ブルーノートに行く

昨日、仕事が終わった後のことである。いつもならば秒で着替え自転車に乗り、必死にこいで保育園に行く時間である。でも昨日は、急いで家に直行した。きれいめの服に着替え、パンプスを履いて駅へ行った。なお息子は夫がお迎え済みである。

電車に乗り、表参道へ向かう。寒かった。この寒い日になぜに足の甲を丸出しにしているのだろうか。おしゃれは我慢なのだ。
表参道は始めてだった。高そうな店が並ぶ。っていうか高いのだろうな。っていうか店っていうかもう美術館かギャラリーだ。キョロキョロしながら、目的地までを歩く。

駅前から少し離れると、大きな店はなくなり、代わりに小さな店がポツポツとあるエリアになった。それでも敷居は高そうである。ほえーっと見ているとカフェか飲み屋か、外から見える店があった。窓際にテーブルがあり、外国人ぽいお兄さんが座っている。インテリアもほとんどないが、ものすごくおしゃれでこれもほえーっと見ているとお兄さんと目があった。お兄さんはふっと微笑んで手を振ってくれた。これが表参道・・・!!手を振り返す度胸はなく会釈をして立ち去った。チキンめ。

しばらく歩くと、目的地についた。ブルーノート東京である。

ジャズを聞きに来た。イケメンに手も振り返せないくせに。ちょっと思い出してニヤけそうなしょんぼりしそうな変な気分である。

最初のクールが終わったところだった。人が続々と出てくる。妙に熱気を帯びた人たちである。もう20時で、辺りには飲み屋がないせいか、東京の一等地にしてはかなり人通りが少なくひっそりした界隈で、そこだけが熱気に包まれている。出てくる人が途切れたところで、中に入っていった。

案内された席につく。真正面、ど真ん中、ものすごく良い席なんではないかと思う。少し前に行ったLady Gagaのライブを思い浮かべた。2万円でとてつもなく端っこの、Lady Gagaは豆粒ほどにしか見えなかった(ライブ自体はもちろんものすごく最高だった。たぶん一生思い出す)。今回は1万円でちゃんと原寸大で見える・・!

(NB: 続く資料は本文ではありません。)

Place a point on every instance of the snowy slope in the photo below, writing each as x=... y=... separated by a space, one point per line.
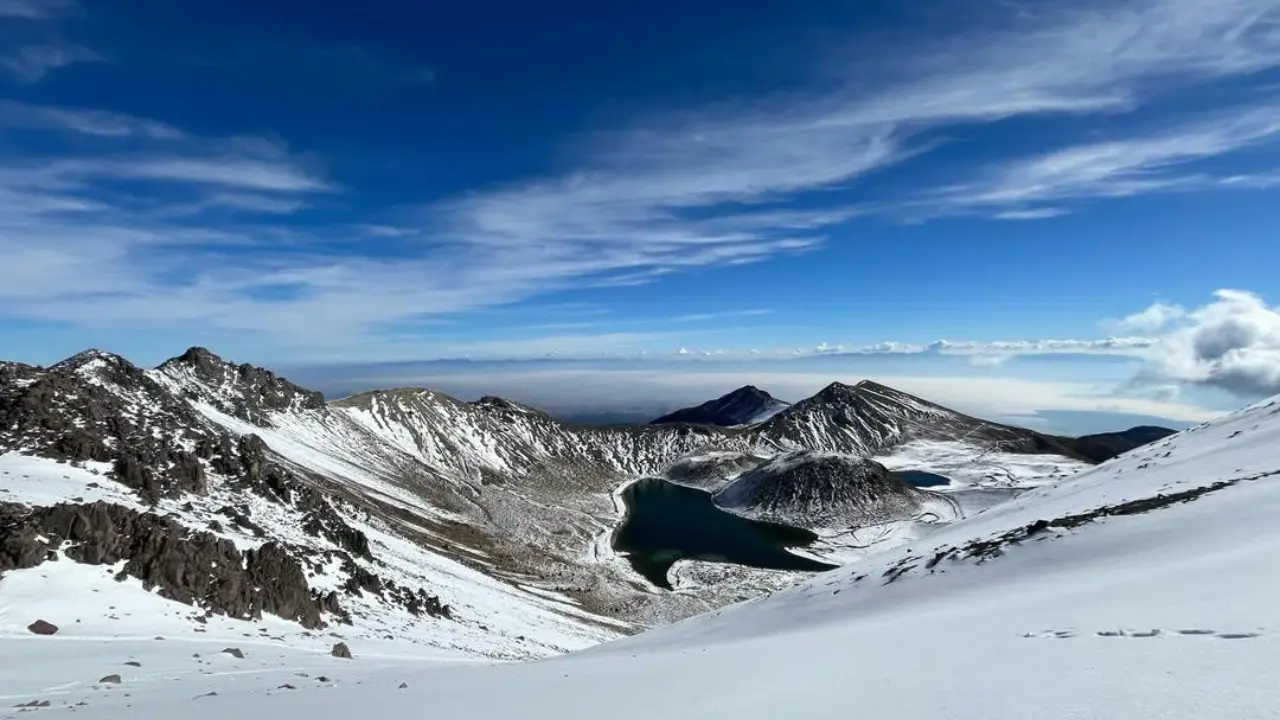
x=1142 y=588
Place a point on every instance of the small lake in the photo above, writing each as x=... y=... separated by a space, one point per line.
x=666 y=523
x=922 y=479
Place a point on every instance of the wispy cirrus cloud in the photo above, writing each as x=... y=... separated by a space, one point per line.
x=1143 y=163
x=36 y=9
x=31 y=63
x=702 y=178
x=96 y=123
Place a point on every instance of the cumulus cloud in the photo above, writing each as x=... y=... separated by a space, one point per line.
x=1155 y=318
x=1232 y=343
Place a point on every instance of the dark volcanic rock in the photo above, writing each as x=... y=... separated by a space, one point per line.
x=42 y=628
x=99 y=406
x=195 y=568
x=712 y=470
x=868 y=418
x=814 y=490
x=1105 y=446
x=243 y=391
x=744 y=405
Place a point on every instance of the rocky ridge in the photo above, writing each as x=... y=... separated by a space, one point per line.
x=238 y=454
x=743 y=406
x=821 y=490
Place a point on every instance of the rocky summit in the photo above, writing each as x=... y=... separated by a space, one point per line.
x=403 y=513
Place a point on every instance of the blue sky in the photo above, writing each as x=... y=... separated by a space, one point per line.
x=695 y=186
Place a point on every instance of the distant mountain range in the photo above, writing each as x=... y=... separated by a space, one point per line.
x=744 y=406
x=228 y=488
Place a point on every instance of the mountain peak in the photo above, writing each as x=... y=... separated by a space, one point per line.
x=245 y=391
x=743 y=406
x=87 y=356
x=200 y=358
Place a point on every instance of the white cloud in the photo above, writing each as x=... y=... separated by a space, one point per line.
x=707 y=317
x=388 y=231
x=1232 y=343
x=31 y=63
x=662 y=195
x=1033 y=214
x=696 y=180
x=1155 y=318
x=594 y=388
x=97 y=123
x=35 y=9
x=1116 y=168
x=987 y=360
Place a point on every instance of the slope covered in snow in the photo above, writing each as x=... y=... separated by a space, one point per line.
x=385 y=507
x=822 y=490
x=1141 y=588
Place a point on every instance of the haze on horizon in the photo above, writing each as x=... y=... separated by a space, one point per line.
x=1050 y=212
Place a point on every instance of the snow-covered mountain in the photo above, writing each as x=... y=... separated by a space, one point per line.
x=1141 y=588
x=868 y=418
x=744 y=406
x=481 y=527
x=822 y=490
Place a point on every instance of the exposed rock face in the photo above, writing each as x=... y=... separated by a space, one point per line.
x=739 y=408
x=42 y=628
x=868 y=418
x=245 y=391
x=195 y=568
x=814 y=490
x=1105 y=446
x=712 y=470
x=99 y=406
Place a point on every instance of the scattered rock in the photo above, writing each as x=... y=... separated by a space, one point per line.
x=42 y=628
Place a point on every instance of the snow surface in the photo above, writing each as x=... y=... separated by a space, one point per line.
x=1170 y=614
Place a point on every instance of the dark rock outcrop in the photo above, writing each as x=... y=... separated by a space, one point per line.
x=1104 y=446
x=744 y=405
x=42 y=628
x=816 y=490
x=245 y=391
x=195 y=568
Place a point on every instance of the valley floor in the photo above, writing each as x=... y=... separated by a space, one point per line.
x=1143 y=588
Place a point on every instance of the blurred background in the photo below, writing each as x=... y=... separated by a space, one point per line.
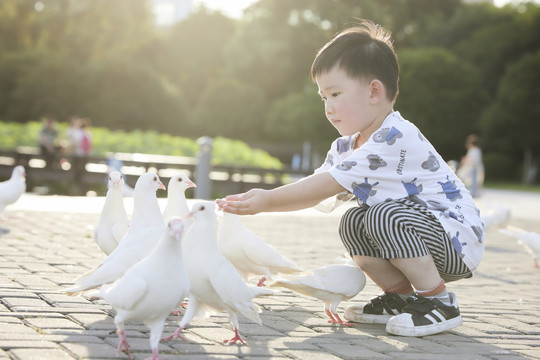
x=152 y=76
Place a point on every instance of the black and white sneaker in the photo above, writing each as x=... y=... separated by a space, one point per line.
x=423 y=316
x=378 y=311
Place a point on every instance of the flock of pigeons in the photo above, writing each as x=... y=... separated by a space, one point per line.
x=156 y=260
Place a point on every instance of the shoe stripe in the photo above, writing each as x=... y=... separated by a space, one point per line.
x=439 y=317
x=432 y=317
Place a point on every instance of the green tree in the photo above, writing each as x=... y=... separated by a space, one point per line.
x=511 y=122
x=41 y=82
x=232 y=109
x=191 y=54
x=442 y=96
x=300 y=117
x=127 y=95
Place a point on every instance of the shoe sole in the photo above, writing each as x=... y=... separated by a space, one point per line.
x=398 y=329
x=367 y=318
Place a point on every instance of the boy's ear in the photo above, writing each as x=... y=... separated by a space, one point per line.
x=377 y=91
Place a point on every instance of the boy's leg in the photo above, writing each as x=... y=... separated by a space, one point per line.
x=395 y=285
x=398 y=231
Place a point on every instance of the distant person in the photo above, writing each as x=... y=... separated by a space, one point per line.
x=85 y=143
x=48 y=138
x=471 y=167
x=73 y=135
x=416 y=227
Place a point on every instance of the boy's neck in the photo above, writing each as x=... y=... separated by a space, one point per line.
x=379 y=119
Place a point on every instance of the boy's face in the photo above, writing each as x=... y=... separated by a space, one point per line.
x=346 y=101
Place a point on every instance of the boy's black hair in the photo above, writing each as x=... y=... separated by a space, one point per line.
x=365 y=52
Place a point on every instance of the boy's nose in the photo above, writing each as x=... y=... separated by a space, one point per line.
x=328 y=108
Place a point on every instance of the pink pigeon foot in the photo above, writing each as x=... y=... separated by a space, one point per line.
x=335 y=319
x=123 y=343
x=261 y=281
x=177 y=334
x=179 y=312
x=155 y=355
x=235 y=338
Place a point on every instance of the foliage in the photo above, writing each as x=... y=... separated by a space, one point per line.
x=105 y=141
x=248 y=78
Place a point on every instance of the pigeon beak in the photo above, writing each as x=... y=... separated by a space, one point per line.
x=161 y=186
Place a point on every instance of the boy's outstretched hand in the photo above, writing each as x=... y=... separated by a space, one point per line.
x=252 y=202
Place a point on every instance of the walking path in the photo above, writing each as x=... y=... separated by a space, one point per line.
x=47 y=242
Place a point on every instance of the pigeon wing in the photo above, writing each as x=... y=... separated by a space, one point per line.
x=234 y=292
x=126 y=292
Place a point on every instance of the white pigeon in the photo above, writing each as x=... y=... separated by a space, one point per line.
x=145 y=230
x=250 y=254
x=528 y=239
x=113 y=221
x=215 y=285
x=150 y=289
x=176 y=198
x=12 y=189
x=332 y=284
x=495 y=216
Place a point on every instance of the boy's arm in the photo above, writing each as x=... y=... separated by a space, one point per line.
x=302 y=194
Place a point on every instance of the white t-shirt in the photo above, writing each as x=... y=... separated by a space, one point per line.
x=398 y=162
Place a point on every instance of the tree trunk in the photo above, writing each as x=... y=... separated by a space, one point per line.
x=530 y=168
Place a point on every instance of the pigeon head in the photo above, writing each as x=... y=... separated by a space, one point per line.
x=149 y=181
x=175 y=228
x=180 y=182
x=203 y=209
x=116 y=179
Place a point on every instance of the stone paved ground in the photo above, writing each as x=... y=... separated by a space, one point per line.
x=43 y=251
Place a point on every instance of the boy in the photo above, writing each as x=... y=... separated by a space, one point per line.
x=416 y=225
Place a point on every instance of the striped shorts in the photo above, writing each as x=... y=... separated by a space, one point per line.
x=401 y=229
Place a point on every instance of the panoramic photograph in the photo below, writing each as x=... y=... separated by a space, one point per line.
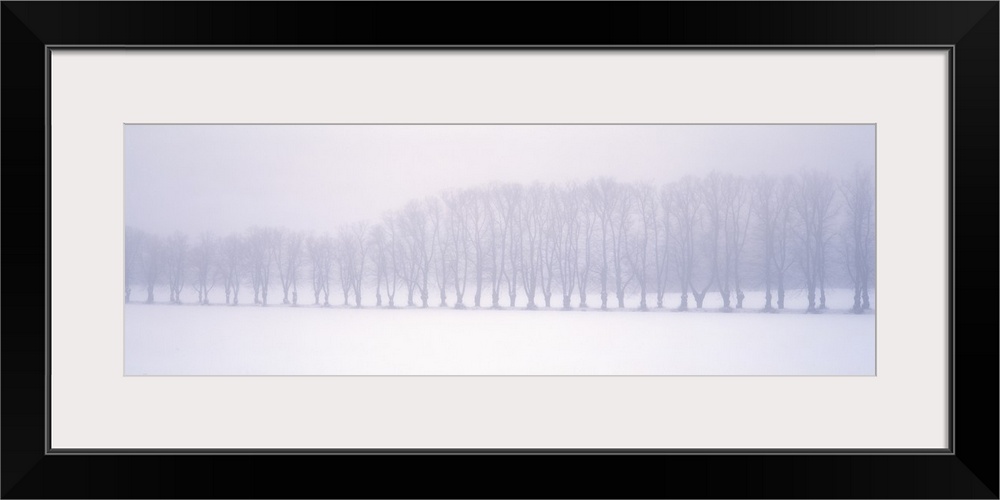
x=510 y=250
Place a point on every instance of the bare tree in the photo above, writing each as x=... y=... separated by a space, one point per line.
x=440 y=238
x=711 y=202
x=394 y=259
x=175 y=257
x=859 y=235
x=379 y=259
x=499 y=213
x=345 y=261
x=151 y=263
x=661 y=244
x=459 y=241
x=813 y=203
x=359 y=247
x=549 y=228
x=739 y=194
x=321 y=255
x=233 y=262
x=686 y=205
x=566 y=238
x=639 y=248
x=602 y=193
x=419 y=238
x=287 y=253
x=512 y=201
x=620 y=225
x=477 y=226
x=532 y=219
x=203 y=259
x=784 y=233
x=260 y=253
x=588 y=224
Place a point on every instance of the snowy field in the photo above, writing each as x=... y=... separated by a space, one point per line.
x=188 y=339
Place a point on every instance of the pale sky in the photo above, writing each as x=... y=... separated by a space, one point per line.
x=225 y=178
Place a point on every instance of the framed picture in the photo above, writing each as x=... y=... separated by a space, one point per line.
x=706 y=251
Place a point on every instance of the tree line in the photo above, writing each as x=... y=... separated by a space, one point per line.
x=558 y=245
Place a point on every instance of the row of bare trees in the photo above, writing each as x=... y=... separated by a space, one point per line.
x=484 y=246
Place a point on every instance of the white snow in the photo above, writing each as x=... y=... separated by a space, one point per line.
x=188 y=339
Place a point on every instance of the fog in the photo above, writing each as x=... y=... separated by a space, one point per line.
x=224 y=178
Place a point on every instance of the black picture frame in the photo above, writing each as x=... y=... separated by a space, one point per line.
x=970 y=29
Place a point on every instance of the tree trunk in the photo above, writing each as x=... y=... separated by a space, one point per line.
x=699 y=298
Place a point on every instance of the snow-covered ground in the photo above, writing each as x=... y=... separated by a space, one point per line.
x=188 y=339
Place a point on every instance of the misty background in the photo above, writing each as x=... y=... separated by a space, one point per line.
x=224 y=178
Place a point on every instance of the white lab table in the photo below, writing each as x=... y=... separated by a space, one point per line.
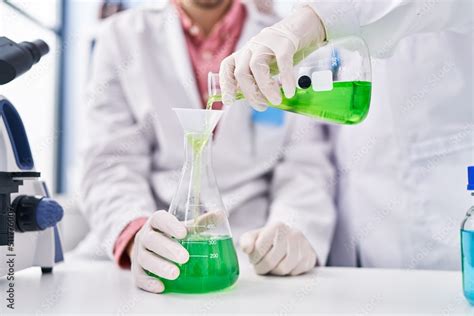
x=84 y=285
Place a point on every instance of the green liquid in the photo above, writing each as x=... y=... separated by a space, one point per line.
x=212 y=266
x=347 y=103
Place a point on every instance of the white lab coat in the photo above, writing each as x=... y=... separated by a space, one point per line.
x=141 y=70
x=401 y=175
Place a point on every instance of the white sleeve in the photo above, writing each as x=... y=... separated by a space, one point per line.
x=115 y=187
x=303 y=185
x=383 y=23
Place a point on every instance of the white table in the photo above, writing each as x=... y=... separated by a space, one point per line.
x=81 y=285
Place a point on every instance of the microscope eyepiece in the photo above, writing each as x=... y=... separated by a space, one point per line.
x=36 y=48
x=16 y=59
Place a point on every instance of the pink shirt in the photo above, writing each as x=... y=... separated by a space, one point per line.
x=206 y=54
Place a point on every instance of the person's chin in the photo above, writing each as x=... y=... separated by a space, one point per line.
x=208 y=4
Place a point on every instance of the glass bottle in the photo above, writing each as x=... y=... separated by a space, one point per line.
x=333 y=83
x=467 y=244
x=197 y=203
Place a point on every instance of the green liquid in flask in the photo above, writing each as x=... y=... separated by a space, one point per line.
x=347 y=103
x=212 y=266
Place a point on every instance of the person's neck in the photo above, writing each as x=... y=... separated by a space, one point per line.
x=204 y=18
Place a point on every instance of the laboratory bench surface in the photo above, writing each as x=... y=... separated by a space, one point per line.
x=85 y=286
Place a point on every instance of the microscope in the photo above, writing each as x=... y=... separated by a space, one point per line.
x=29 y=235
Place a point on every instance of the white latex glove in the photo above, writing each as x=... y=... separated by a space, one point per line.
x=155 y=251
x=278 y=249
x=249 y=68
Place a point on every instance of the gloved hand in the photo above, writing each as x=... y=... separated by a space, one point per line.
x=249 y=68
x=155 y=251
x=278 y=249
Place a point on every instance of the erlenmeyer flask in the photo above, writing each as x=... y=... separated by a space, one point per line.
x=197 y=202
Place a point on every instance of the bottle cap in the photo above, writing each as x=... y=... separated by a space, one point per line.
x=470 y=178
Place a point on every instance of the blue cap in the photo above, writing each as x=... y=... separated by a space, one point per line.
x=470 y=178
x=48 y=213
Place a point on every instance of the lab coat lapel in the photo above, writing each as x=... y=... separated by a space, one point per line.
x=181 y=61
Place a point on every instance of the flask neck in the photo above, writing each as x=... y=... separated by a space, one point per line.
x=198 y=148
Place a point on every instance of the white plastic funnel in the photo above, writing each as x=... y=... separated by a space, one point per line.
x=198 y=120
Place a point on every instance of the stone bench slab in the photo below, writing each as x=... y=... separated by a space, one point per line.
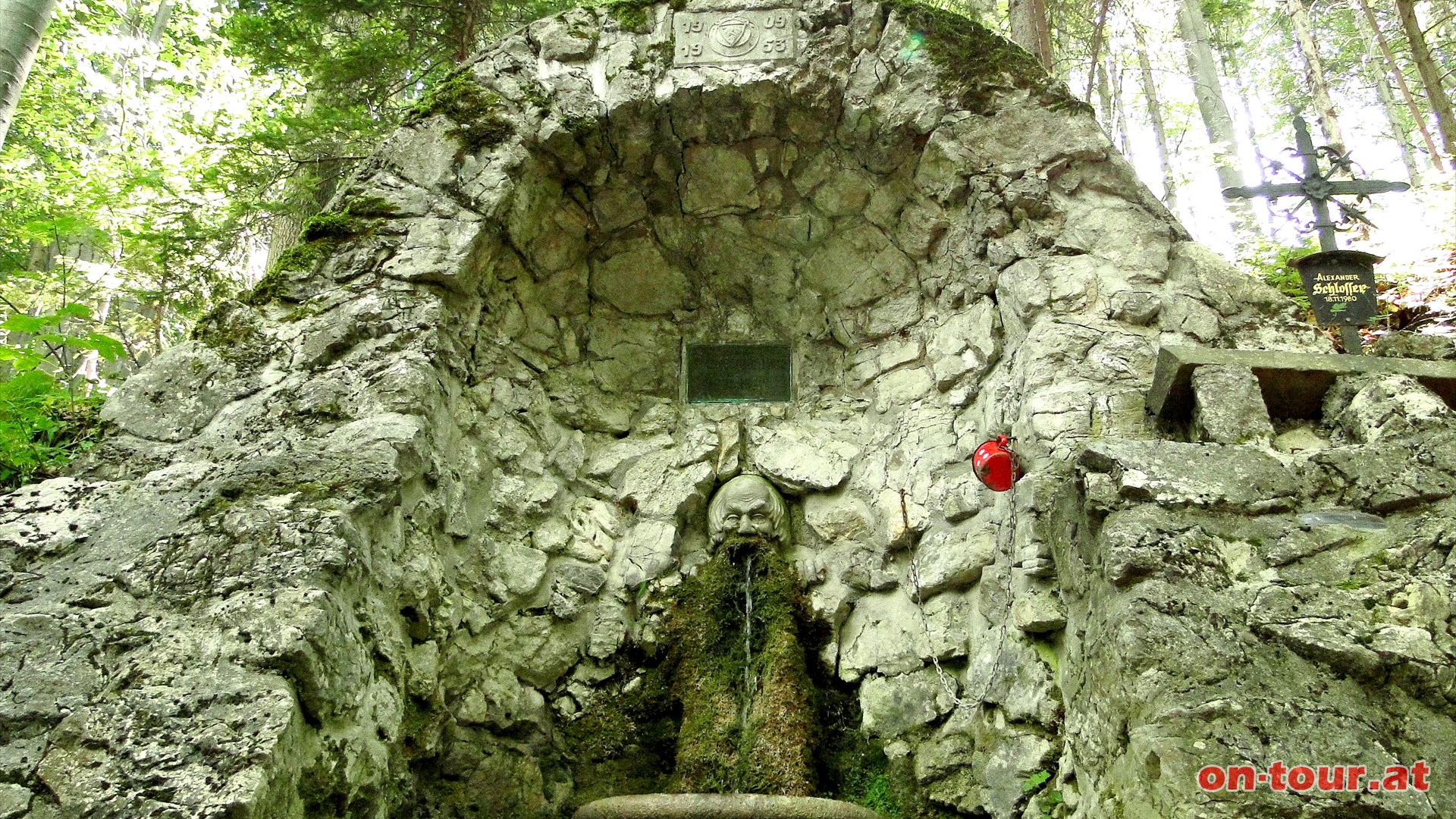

ぴかぴかに磨かれた楽器が並ぶ。ピアノとベース(ジャズではコントラバスをベースと言うらしいことを、この公演を予約して始めて知った)、ドラムが並ぶ。一通り眺めた後、手元のメニューを見る。こちらもかっこいいのである。値段が・・。うっとなったが気を取り直して、というか腹を決めてジンジャエールとフィッシュアンドチップスを頼む。
「お客様、申し訳ありません、フィッシュアンドチップスは品切でして」
ああ、そんなことがあるのか。改めて気を取り直してホットサンドを頼む。

届いたホットサンドは出来立てホヤホヤ、ハムは厚切りで、しかも食べやすく切られていた。クッキングシートでくるまれているので手も汚れない。しかもおいしかった。しばらくするとフィッシュアンドチップスが提供できるようになったらしく、隣の人が頼んでいた。揚げ物の良い香りがした。食べたかった。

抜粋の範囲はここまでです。